Given the time constraints of this project, we used cross-correlation as it requires the fewest number of additional parameters and is the simplest connectivity measure to implement. A key limitation of using cross-correlation, as a functional connectivity measure, is its dependence on neural currents of the underlying cortical region and those generated by remote cortical regions, also known as the effects of volume conduction (Blinowska et. al., 2016). As a result, two brain regions may show correlated activations due to the effects of common feeding from a third cortical or sub-cortical source (Blinowska et. al., 2016). The inconsistencies in the results due to volume conduction can lead to a false estimate of the actual connectivity between different brain regions. There are multiple studies that aim to combat this issue by projecting the activity measured by an electrode back to underlying sources, effectively mapping “signal space” to “source space.” Also known as the inverse problem, these methods attempt to more accurately capture the communication between brain areas. However, the constraints and assumptions required to solve the inverse problem result in the lack of a unique solution. Because volume-conduction and field spread, in which multiple electrodes measure activity from a single source affect source space analysis, can still affect the study neurophysiological signals, source space analysis can be enhanced by the implementation of a connectivity measure that is less sensitive to volume conduction (Hillebrand et. al., 2012).

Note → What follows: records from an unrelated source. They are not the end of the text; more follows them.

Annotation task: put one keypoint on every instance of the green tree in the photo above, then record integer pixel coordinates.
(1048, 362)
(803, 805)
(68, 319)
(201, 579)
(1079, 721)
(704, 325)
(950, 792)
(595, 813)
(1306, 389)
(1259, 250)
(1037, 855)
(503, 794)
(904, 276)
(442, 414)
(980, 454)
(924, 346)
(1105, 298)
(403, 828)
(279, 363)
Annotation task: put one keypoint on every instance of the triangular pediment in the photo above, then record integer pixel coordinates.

Although this project focused on the simplest graph type, undirected (binary) and unweighted, other types of graphs may offer additional insight into brain network interactions. Directed graphs require a connectivity measure that would be able to capture the causal or directed information flow, also known as effective connectivity (Friston, 2011). Examples of effective connectivity measures, not explored in this project, include Granger causality, in which the future of one signal can be predicted by the past of another signal and vice versa, or directed transfer function, which gives the relation between the outflow of one node towards another in the frequency domain (van Diessen et. al., 2015). In comparison to cross-correlation, other measures such as, imaginary and partial directed coherence, phase slope index, and phase lag index, are more robust to the effects of volume conduction. These measures can be adjusted to reflect directed information as well and can be used to generate directed graphs with variable weights. In order to use different connectivity measures, we would need to determine experimental parameters that correspond to the connectivity measure chosen.

Furthermore, studying the connectivity of networks generated using different frequency bands could offer insight into how connectivity is affected by the distinct cognitive functions associated with each of the bands. To do so, we could sample frequencies that lie in the following frequency bands, delta (0.5-4 Hz), theta (4-8 Hz), alpha (8-13 Hz), beta (13-30 Hz), gamma (30-90 Hz) using the data that was provided. Then, networks could be constructed after selecting an appropriate connectivity measure, using an approach similar to that used in this project.